住職に家に通されたら幼女が笑いかけた
「大変だったようだな」
住職が声をかけてくるのを、適当に頭を下げて答える。
じいちゃんと俺はお寺の本堂の方じゃなくて住職の家の方に通されていた。
まぁ、本堂は物部天獄氏が修行した場所だと思われるのであまり近付きたいとは思わない。
一般的な日本家屋の居間である。
室内は雑然としていて住職は一人暮らしなのかと思われた。
「……住職、奥さんはどうした?」
じいちゃんが住職に尋ねる。
奥さんいたのか。
「……親類の家に預けている。こっちにも事情があってな」
難しそうな顔の住職。
まぁ、俺としては秘祭とかじゃなきゃあまり問題は感じないわけだ。
でも住職が奥さんを親類に預ける事情ってなんだろう。
「ふぅむむ……なるほど。それは一種の呪具だろうな」
住職は俺の渦人形の話を聞くなり顎を撫でながら呟いた。
いいぞ、この住職。わかってくれてるぅ。
「霊的なもんじゃなく、呪具だとすれば対応はあると思う……平時だったらな」
なんだ、今は戦時中かよ。平時だよ!
俺の視線に気づいたか、住職は部屋の外を見た。
「ご祈祷で呪具を押さえ込むことは可能だろうな」
祈祷か……
櫛井さんとばあちゃんがバンで待機してくれてるのにそんな悠長なことも言っていられない。

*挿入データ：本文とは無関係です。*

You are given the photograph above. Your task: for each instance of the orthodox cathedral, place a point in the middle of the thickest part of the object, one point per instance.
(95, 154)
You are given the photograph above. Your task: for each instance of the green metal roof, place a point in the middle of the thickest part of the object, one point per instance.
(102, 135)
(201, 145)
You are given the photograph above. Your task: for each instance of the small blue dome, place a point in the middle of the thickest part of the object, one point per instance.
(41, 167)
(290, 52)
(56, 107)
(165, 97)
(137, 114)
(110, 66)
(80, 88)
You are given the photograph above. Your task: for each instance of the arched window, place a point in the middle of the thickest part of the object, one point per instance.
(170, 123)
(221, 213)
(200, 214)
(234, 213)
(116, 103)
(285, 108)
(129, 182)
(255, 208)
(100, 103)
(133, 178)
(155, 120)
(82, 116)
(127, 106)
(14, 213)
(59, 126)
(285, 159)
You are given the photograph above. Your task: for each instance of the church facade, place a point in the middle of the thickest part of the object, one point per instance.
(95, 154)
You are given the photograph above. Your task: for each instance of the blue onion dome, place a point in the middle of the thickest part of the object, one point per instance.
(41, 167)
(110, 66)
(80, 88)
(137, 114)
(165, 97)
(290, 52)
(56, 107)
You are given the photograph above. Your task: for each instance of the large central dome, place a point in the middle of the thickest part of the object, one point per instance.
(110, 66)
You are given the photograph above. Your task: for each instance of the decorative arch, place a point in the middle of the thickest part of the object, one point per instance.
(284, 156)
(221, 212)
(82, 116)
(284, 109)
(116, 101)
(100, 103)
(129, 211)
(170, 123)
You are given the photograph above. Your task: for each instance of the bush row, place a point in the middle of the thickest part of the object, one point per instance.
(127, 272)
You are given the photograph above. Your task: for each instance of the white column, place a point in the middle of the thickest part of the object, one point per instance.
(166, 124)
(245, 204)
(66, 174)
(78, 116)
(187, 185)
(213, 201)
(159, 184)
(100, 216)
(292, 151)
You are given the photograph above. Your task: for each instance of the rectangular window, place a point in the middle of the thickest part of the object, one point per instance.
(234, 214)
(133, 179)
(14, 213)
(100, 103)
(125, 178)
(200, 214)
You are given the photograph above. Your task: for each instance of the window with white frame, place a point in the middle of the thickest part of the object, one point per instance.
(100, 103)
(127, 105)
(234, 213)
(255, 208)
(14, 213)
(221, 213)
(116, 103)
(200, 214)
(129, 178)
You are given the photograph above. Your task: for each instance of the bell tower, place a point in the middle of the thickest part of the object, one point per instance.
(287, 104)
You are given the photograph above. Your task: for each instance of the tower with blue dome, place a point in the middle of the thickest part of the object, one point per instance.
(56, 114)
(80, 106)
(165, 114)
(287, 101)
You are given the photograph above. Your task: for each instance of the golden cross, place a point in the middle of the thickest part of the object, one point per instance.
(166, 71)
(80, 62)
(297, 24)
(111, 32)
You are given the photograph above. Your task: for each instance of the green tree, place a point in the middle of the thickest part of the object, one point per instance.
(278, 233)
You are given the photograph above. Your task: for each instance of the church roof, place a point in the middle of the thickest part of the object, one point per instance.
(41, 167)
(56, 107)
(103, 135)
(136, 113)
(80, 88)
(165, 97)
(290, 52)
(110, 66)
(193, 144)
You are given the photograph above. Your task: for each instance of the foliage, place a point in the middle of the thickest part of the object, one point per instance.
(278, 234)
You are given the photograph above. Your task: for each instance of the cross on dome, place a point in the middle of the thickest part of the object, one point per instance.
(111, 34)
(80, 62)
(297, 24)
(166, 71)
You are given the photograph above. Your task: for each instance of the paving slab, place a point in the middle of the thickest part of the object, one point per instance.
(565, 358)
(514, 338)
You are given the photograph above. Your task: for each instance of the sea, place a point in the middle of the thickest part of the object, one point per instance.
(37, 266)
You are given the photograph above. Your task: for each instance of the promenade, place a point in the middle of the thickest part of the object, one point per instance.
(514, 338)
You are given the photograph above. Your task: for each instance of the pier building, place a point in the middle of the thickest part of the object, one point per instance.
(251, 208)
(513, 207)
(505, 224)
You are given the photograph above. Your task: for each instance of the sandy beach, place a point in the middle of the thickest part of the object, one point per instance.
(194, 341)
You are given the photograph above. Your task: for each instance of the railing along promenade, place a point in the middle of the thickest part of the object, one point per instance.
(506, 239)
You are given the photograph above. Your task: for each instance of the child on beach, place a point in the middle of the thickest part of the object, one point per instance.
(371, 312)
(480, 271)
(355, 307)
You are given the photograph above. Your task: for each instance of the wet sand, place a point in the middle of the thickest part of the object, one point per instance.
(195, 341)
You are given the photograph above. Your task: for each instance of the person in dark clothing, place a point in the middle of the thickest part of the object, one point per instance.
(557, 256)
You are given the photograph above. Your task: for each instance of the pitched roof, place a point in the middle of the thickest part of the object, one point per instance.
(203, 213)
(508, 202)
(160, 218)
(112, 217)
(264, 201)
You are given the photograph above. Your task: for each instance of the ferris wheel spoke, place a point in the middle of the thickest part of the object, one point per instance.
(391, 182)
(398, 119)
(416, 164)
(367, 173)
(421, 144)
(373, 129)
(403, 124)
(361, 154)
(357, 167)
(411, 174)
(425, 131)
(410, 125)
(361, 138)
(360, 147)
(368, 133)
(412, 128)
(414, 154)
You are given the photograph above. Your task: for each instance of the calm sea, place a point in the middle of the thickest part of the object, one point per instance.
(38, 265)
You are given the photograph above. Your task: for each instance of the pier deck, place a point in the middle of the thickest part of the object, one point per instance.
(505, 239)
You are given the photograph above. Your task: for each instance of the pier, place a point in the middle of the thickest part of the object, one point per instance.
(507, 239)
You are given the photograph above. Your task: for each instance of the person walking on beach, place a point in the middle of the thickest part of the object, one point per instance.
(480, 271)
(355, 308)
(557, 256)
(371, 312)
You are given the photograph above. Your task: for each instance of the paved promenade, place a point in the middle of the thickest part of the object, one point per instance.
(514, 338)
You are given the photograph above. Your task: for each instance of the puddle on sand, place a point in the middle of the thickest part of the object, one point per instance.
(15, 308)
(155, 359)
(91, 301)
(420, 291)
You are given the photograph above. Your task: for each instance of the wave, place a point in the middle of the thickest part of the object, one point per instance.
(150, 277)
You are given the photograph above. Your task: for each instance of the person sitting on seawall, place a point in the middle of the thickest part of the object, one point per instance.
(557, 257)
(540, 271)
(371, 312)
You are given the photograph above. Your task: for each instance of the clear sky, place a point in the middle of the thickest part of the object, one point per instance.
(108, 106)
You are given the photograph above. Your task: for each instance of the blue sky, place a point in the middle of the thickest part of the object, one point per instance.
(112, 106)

できればここは住職にズビャーっと解決してほしいところだ。
「ただ、繰り返すが事情があってな。今、ご祈祷を行うことはできん」
できんのかい。
「どんな事情があるのかわからんが、頼む! 孫とうちのばあさんを助けてくれ!」
じいちゃんが叫ぶように言って、住職は困った顔を浮かべた。
俺もなんとかしてほしいと思ったのだが、その時、部屋のふすまが少し開いているのに気がついた。
そこから可愛らしい幼女がこっちの方を覗き込んでいる。
今風の髪型の可愛らしい子である。住職の孫娘くらいの年頃のように思われた。
なんだ、住職は一人暮らしではなかったのか。
俺がそっちを見ていることに気がついた幼女がにっこりと笑う。うん、可愛い。